Pero fue durante 1986 cuando lograron la mayor presencia en actos, marchas, reuniones y en la constitución de su propia memoria histórica. El testimonio de Pablo Díaz, sobreviviente de la Noche de los Lápices, escuchado en los lugares más recónditos del país y del mundo; la aparición de las siete ediciones de este libro, traducido al italiano, alemán y portugués, y la difusión de la película dirigida por Héctor Olivera, vista por 3 millones de argentinos, que el 26 de setiembre de 1988 alcanzó en Canal 9 49,7 puntos de rating, uno de los más altos en la televisión nacional, luego del conseguido por las imágenes del viaje de los hombres a la Luna, y de la final de un mundial de fútbol, potenciaron la actividad de los adolescentes, y el aprendizaje de los adultos. Ya nunca más los padres dejarían solos a sus hijos en el reclamo de sus derechos civiles y políticos, como ocurrió amargamente en los años setenta. Las movilizaciones en defensa de la escuela pública durante 1992 han sido un ejemplo elocuente, entre otros, de este aprendizaje.

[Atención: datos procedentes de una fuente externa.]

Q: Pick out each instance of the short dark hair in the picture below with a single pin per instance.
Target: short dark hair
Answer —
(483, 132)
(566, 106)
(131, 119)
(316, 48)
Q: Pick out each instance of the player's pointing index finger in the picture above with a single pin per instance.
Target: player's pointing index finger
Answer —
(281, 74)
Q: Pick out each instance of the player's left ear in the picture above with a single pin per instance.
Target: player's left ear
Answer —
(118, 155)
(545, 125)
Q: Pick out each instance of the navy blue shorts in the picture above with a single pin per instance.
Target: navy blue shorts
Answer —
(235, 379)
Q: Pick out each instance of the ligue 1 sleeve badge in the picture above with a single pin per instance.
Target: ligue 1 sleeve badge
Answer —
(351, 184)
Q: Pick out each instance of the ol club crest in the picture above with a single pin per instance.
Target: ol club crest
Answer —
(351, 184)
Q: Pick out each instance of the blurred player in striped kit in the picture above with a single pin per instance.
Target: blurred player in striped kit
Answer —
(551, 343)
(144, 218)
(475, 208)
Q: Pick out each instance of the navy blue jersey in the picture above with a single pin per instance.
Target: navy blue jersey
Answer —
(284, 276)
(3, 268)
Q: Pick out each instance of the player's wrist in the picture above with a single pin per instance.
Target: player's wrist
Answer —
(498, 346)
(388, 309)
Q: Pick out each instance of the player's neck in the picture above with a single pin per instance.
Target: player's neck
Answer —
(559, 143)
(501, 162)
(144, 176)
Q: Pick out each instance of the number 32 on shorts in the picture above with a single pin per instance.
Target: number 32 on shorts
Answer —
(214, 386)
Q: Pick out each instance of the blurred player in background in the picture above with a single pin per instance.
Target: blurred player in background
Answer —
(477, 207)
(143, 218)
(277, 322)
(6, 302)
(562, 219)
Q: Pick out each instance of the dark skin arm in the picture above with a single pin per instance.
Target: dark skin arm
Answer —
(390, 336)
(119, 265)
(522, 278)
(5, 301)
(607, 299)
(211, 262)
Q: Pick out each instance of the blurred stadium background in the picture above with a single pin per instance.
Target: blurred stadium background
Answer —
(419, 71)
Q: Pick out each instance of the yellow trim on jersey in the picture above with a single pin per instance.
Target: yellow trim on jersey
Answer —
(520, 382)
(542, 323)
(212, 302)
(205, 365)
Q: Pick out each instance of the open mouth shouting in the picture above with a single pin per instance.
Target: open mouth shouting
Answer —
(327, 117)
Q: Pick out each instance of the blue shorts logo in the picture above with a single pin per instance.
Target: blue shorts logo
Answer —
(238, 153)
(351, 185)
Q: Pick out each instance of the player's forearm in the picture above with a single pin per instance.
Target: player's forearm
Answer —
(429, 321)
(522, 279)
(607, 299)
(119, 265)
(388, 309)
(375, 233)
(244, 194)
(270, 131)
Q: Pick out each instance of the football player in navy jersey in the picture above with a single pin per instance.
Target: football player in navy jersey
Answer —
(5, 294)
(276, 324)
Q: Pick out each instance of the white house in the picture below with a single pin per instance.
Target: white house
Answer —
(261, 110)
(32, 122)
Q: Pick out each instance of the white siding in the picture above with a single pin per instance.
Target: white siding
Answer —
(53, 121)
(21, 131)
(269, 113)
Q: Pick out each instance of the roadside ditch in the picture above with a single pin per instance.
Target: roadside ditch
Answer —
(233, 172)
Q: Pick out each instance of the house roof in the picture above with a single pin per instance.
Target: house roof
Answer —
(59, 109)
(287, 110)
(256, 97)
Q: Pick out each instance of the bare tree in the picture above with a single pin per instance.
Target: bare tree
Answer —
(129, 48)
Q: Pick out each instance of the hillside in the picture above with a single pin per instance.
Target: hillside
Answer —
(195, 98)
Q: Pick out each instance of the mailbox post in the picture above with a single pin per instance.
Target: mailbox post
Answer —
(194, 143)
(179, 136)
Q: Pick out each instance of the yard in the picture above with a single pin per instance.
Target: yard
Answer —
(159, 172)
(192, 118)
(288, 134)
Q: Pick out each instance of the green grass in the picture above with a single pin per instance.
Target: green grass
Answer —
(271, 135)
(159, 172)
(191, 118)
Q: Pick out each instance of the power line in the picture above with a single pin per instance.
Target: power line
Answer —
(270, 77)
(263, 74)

Tal vez porque los adolescentes intuyeron que estaban fundando su propia historia, tal vez porque eran la herida más abierta de una sociedad que emergía de una larga pesadilla, o porque sabían que muchos de sus sueños habían quedado truncos, se asumieron de inmediato como herederos naturales de las banderas estudiantiles y del compromiso social de los chicos secuestrados aquel 16 de setiembre de 1976. El reclamo por el boleto estudiantil gratuito se extendió a todo el país. El Congreso Nacional y numerosos parlamentos provinciales legislaron sobre su aplicación. En la mayoría de los centros de estudiantes de los colegios secundarios florecieron agrupaciones bautizadas "16 de setiembre", en homenaje a los chicos desaparecidos en La Plata y, al mismo tiempo, como una nueva identidad unitaria de los adolescentes que exigía, siempre, un país más justo en el que valiera la pena crecer y soñar.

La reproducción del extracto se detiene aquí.